My mother and I immigrated first because she had family here. My dad came in two years later; they weren’t officially married then, just had a ceremony in my mom’s village. The first few years in the U.S were tremendously difficult. It was only because of my parents that I managed to pull through. They’d tell me to work hard and excel in school so I can receive the opportunities they never had, get a job where I’m not surviving from paycheck to paycheck, and own a home of my dreams.
I listened because I’d been old enough to understand that the opportunity we received isn’t always granted to everyone. And I wanted to make them proud, so I threw myself in academics, learned all the school smarts but abandoned the street ones. Every time I hit a burnout, it’d last for weeks, sometimes months without end, but my parents’ words would be what pulled me through.

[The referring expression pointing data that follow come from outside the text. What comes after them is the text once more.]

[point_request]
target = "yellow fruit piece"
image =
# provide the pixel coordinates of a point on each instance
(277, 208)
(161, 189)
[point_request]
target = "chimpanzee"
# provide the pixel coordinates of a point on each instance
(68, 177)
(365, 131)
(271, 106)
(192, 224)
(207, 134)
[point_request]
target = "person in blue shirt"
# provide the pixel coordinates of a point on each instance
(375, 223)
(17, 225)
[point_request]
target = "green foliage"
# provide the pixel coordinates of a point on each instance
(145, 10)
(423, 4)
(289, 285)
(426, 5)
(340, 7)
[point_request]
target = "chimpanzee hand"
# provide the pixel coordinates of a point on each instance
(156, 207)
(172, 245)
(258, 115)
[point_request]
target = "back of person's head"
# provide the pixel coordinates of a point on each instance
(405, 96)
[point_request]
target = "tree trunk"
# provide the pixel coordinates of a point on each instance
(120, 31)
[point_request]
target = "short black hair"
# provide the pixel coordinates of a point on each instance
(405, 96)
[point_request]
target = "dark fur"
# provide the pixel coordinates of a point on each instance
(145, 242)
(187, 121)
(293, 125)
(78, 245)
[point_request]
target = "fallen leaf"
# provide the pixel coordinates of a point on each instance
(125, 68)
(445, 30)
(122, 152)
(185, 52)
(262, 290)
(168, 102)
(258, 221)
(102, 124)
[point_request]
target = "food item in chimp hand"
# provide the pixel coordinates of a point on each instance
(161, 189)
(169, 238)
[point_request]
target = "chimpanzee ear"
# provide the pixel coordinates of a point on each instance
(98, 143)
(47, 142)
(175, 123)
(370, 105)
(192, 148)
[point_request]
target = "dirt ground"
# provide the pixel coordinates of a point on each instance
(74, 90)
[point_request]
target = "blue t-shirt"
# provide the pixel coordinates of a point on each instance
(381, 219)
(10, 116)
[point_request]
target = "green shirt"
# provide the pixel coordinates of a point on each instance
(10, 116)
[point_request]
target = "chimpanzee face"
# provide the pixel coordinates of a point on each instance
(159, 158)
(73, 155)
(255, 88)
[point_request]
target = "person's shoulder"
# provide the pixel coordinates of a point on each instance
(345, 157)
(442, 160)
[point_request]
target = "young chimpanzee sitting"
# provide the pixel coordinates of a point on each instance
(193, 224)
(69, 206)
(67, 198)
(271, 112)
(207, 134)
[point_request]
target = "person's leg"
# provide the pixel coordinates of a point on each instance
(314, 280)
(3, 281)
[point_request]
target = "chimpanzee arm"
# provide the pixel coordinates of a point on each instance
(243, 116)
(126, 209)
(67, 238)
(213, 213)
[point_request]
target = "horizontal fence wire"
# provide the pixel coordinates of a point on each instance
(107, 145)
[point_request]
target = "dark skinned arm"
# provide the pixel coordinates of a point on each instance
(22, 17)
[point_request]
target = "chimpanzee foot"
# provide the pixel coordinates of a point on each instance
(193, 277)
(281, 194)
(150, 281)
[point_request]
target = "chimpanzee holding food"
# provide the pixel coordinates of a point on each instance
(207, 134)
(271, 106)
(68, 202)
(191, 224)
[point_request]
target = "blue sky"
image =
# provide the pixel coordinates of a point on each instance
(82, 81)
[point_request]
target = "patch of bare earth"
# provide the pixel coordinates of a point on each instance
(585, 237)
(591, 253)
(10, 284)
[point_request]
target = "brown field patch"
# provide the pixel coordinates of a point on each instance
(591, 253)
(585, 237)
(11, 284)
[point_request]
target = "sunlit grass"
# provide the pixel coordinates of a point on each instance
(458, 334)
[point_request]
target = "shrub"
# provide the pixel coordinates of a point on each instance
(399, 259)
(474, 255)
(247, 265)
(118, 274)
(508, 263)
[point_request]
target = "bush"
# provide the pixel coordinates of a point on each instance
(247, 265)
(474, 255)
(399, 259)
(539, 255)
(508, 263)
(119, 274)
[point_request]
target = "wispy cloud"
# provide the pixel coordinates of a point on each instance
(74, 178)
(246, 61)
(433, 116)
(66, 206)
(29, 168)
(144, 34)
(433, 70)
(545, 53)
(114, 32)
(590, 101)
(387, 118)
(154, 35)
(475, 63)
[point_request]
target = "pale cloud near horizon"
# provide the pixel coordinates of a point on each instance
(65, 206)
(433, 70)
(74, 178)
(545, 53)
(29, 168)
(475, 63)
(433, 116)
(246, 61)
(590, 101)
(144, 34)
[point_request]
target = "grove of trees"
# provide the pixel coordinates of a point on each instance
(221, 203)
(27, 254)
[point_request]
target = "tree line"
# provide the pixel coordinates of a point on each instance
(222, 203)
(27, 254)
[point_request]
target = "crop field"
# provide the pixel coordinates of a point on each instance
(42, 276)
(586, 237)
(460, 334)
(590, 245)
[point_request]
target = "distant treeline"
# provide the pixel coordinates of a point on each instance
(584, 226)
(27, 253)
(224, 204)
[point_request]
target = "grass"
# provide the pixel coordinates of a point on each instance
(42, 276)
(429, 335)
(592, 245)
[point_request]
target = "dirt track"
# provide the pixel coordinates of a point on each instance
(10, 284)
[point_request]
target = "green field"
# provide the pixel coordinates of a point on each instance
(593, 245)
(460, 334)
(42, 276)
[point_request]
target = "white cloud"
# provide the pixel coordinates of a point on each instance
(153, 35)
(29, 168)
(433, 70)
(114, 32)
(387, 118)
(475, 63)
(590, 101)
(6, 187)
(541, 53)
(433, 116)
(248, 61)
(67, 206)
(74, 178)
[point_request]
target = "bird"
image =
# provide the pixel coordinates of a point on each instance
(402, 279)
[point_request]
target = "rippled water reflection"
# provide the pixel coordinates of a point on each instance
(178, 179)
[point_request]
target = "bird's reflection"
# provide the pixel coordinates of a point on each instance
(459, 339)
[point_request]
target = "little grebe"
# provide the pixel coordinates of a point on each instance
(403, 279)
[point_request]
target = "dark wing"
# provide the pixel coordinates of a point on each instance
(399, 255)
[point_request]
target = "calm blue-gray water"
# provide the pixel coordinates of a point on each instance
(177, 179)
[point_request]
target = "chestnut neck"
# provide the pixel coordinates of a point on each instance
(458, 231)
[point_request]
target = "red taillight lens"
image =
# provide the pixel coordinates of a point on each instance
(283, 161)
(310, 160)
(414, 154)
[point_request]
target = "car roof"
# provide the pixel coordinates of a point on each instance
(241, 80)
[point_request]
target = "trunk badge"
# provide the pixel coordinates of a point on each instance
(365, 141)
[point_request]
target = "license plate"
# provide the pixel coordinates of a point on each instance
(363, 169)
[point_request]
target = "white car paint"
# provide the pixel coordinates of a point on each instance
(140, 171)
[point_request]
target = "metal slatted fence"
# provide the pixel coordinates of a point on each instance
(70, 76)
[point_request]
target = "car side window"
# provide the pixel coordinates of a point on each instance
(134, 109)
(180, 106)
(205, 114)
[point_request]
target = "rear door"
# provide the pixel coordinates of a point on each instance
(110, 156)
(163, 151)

Until it didn’t. To summarize, I reached a point where there was just nothing left in me to move forward. It’s hard to describe; felt like a visceral hole just kept eating away at my chest and insides. This burnout just didn’t end, going into my junior year. My mom noticed, and she tried to talk to me about it but I would clam up and brush it off as simply nothing. My dad knew but not the extent that my mom did. It wasn’t his fault, he’s away most of the month due to his job. They kept trying to understand but I just wouldn’t let them. We had, and still have, a language barrier. I’m only conversational in the dialect we speak, and is frankly shit at candidly expressing my emotions.
Earlier this year, they found out I’m suicidal. I won’t go into the details. My mom found out first and she just stared at me in this incredulous way. I thought I fucked up, letting her know about my problems the way she did when I’d been the one to push her away. She didn’t speak to me for a couple of hours, and couldn’t even look at me in the eye during that time.
Then she talked to me and frankly, I didn’t think I could’ve hit a better jackpot of parents.
It wasn’t incredulity, she wasn’t disbelieving of everything, she was scared shitless. She didn’t talk to me because she couldn’t trust herself to stay together, and knew that she needed to be the rock in this conversation. She asked if it was okay she told my dad, and I said yes. She doesn’t deserve to bear the knowledge alone. It wouldn’t be fair to my dad either.
They never spoke about it again, but it was fine. The original belief they had about me needing to work above and beyond to get straight A’s and to get a better job? Not even a week after the conversation, they threw that out the window. They told me they don’t care what I pursue or what grades I get. As long as I’m happy and I’m content, they don’t care. They will love me either way and I’ll still be their daughter. I’ll always be their daughter.
It probably sounds silly that I’m emotional over it, and I don’t care if I sound silly over it, it’s so ineffably touching that they were willing to change their set-in-stone beliefs in such a short amount of time because of me. Heck, those things were spoken to them by their respective families. They simply told me the same thing they were told as children. Except they encouraged it more because my opportunity had been bigger than theirs. They came here for the same reason. It wasn’t as simple as simply saying it for the sake of it. Their words were raw and genuine.
They started to plan more trips, made a habit of saying “I love you”, and so much more.
We still can’t understand each other fully. I’m not fluent in Chinese and my parents aren’t in English. But I like to think that they’re making efforts to improve and I’m trying to get better at it as well. I want to tell them this one day, once I get the courage.